HL Deb 25 March 1912 vol 11 c617


Order of the Day for the Second Reading read.


My Lords, this is a Bill which requires a very short preface indeed. Its object is to remove doubts as to the validity of certain marriages solemnised in the Empire of Japan, one or both of the parties being British subjects. Before July 16, 1899, certain conditions regulated marriages in Japan, and marriages continued after that date to be celebrated in accordance with the old rules, but the effect of surrendering the extra-territorial jurisdiction was to imperil the validity of such marriages.
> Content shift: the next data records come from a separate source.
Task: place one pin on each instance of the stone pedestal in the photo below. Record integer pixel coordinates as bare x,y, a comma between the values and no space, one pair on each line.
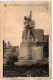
30,54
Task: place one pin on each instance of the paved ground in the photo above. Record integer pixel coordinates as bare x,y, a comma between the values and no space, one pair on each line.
38,70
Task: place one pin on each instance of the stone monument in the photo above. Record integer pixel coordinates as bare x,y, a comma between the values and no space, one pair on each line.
29,52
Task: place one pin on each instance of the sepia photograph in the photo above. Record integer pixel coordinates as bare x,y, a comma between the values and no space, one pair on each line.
26,39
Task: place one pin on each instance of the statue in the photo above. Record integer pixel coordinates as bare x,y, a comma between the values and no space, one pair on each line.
29,25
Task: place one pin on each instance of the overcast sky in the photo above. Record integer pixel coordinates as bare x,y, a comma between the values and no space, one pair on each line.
13,19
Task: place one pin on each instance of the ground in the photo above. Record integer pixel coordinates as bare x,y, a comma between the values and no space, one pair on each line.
38,70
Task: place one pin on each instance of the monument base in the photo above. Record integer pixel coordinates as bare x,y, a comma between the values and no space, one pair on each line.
30,53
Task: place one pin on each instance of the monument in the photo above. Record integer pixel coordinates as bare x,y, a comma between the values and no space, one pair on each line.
30,52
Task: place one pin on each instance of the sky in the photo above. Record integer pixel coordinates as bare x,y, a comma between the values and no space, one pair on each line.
13,19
Accordingly, it is only fair that marriages solemnised in good faith and in reliance on the continuance of the law should be made valid, subject to certain conditions—namely, that the Bill shall not render valid any marriage which before the passing of the Bill had been declared invalid by any Court of competent jurisdiction, or affect any right dependent on the validity or invalidity thereof, or render valid any marriage either of the parties to which has subsequently during the life of the other lawfully intermarried with any other person.

Moved, That the Bill be now read 2a.—(Earl Loreburn.)

On Question, Bill read 2a, and committed to a Committee of the Whole House To-morrow.

House adjourned at twenty-five minutes before Five o'clock, till To-morrow, half-past Ten o'clock.